Hardness versus Randomness

(Impagliazzo-Wigderson). Suppose there is a problem \(L\) in \(\class{E} = \TIME(2^{O(n)})\) and a fixed \(\delta > 0\) such that, for all sufficiently large \(n\), the restriction \(L_n\) is a Boolean function with circuit complexity at least \(2^{\delta n}\). Then \(\P = \BPP\).

Relation With P, NP, EXP

  • Simple fact: If an \(\NP\)-hard problem \(F\) is in \(\BPP\), then \(\NP\) is contained in \(\BPP\).

  • We know \(\P \ne \EXP\) by the time hierarchy theorem.

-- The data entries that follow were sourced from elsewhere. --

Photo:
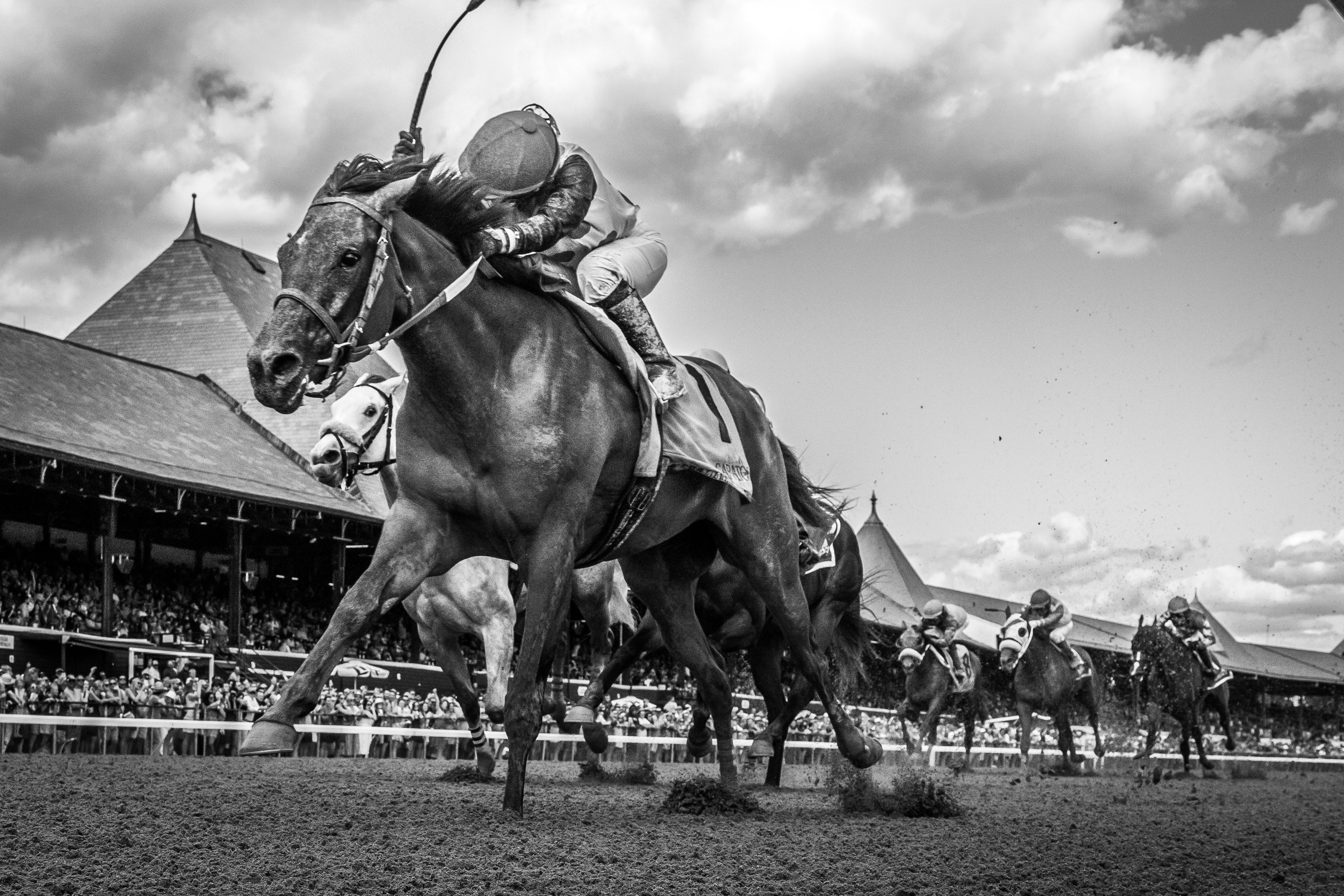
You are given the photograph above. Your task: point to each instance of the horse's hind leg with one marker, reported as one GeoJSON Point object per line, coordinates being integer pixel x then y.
{"type": "Point", "coordinates": [765, 553]}
{"type": "Point", "coordinates": [416, 543]}
{"type": "Point", "coordinates": [764, 658]}
{"type": "Point", "coordinates": [666, 578]}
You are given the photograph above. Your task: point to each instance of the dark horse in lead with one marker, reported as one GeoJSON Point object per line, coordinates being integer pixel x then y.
{"type": "Point", "coordinates": [1043, 680]}
{"type": "Point", "coordinates": [519, 442]}
{"type": "Point", "coordinates": [1175, 683]}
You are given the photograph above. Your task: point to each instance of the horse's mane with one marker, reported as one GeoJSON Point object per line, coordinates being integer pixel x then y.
{"type": "Point", "coordinates": [449, 203]}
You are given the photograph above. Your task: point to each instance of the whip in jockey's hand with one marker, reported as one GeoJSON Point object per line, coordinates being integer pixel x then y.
{"type": "Point", "coordinates": [409, 144]}
{"type": "Point", "coordinates": [573, 215]}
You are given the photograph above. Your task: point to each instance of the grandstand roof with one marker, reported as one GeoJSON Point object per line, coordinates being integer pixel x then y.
{"type": "Point", "coordinates": [895, 593]}
{"type": "Point", "coordinates": [198, 308]}
{"type": "Point", "coordinates": [91, 407]}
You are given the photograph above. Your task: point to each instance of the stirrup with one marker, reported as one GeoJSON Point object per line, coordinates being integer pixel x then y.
{"type": "Point", "coordinates": [666, 382]}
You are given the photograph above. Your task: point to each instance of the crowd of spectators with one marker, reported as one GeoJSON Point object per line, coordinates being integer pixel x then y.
{"type": "Point", "coordinates": [53, 589]}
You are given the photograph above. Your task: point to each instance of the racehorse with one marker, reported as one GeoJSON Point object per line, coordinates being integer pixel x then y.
{"type": "Point", "coordinates": [1175, 683]}
{"type": "Point", "coordinates": [932, 690]}
{"type": "Point", "coordinates": [471, 598]}
{"type": "Point", "coordinates": [738, 620]}
{"type": "Point", "coordinates": [521, 442]}
{"type": "Point", "coordinates": [1043, 680]}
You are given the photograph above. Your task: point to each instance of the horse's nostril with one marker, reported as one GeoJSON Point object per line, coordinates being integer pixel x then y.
{"type": "Point", "coordinates": [283, 366]}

  • We know \(\BPP \subseteq \EXP\).

  • We do not know if \(\BPP\) is also different from \(\EXP\). We do not even know if \(\BPP\) is different from \(\NEXP\)!

  • Possibilities

    1. Expected: \(\P = \BPP \subsetneq \NP \subseteq \EXP\).
    2. Extreme \(\BPP\): \(\P \subsetneq \NP \subseteq \BPP = \EXP\).
    3. Extreme \(\P\): \(\P = \NP = \BPP \subsetneq \EXP\).